Истязая себя этими картинами, обезумевший Джордж со злобными, конвульсивными гримасами беззвучно цедил слова ненависти и презрения. О, была она веселой, радостной, была остроумной, находчивой, непринужденной в этих изысканных разговорах о любви и измене? Вела себя со знаменитой «непринужденностью игры» комиков этого модного экспериментального театра? Скажите, было это непринужденно и изысканно, достойные господа, скажите, было все это с шутками, благородные дамы, с шутками и прибаутками, все почтенное благовоспитанное общество? Говорите же, черт возьми! Могла она восседать на своем изысканном заду и вести шутливую беседу о непринужденных тонкостях прелюбодейства? Происходило все пристойно, в духе веселых шуток о гомосексуалистах и лесбиянках?

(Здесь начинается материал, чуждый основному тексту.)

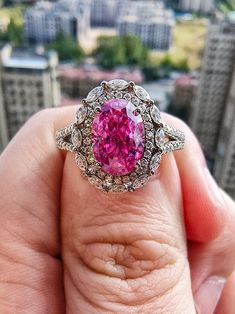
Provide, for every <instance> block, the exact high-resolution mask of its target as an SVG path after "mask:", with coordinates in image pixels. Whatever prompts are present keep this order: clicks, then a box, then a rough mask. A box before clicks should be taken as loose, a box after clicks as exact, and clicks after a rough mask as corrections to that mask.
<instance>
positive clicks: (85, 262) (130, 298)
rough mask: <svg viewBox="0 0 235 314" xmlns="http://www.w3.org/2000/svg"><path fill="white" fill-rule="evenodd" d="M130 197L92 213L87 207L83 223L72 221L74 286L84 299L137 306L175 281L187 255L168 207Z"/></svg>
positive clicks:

Ну-ну, говорите же, говорите! Что она и ее приятельницы, богатые, чувственные еврейки, которые были у нее в гостях, — потешались над супружеской неверностью, светло-зеленой туалетной бумагой, целлофаном, Калвином Кулиджем, киноиндустрией, братьями Шубертами, сухим законом и кухонными двориками Алисы Фут Мак-Дуглас? Были под впечатлением, как следовало ожидать, от пьес Пиранделло? Были увешаны брелоками, как модно у поклонников Лоуренса? Прочли они все последние книги, дорогие друзья? Смотрели с ехидными усмешками умственного превосходства на лица любителей тех восхитительных прогулок по залу во время представления, которые придают последний штрих торжества и надменности вечерам зрелой культуры в Актерской гильдии? Знали «Линна и Альфреда», добрый милорд? Читали то, видели это, было ли оно «потрясающе», «великолепно» или «отвратительно», сын человеческий?
Знают ли они все слова и помнят все ответы, знают все, что можно высмеять, так же хорошо, как то, что заслуживает уважения и восхищения? О, дорогие друзья, разве они не являются проницательными, остроумными, смелыми и современными, последним чудом времени, превосходящими даже своих отцов, слишком благородными, слишком утонченными и просвещенными для обычных мучений и страданий таких простолюдинов, как я, слишком исключительными для всех горестей, таких людей, какие несли под огромным, вечным небом бремя своих горестей и страданий? Разве они не избавлены чудесами современной науки от всех недугов ненависти, любви и ревности, страсти и веры, которые укоренялись в человеческих душе и теле двадцать тысяч лет? Разве не могут сказать тем, кто не отличается столь высоким происхождением, куда обратиться со своим отягощенным сердцем (если только они достаточно богаты!), назвать врачей, способных проанализировать их ошибки, исцелить их душевное недомогание за сорок модных сеансов, осведомлять их о глубоком проклятии давнего горя три раза в неделю, спасти их горестный, отягощенный дух от хаоса безрассудств и огорчений за восемь месяцев модного избавления?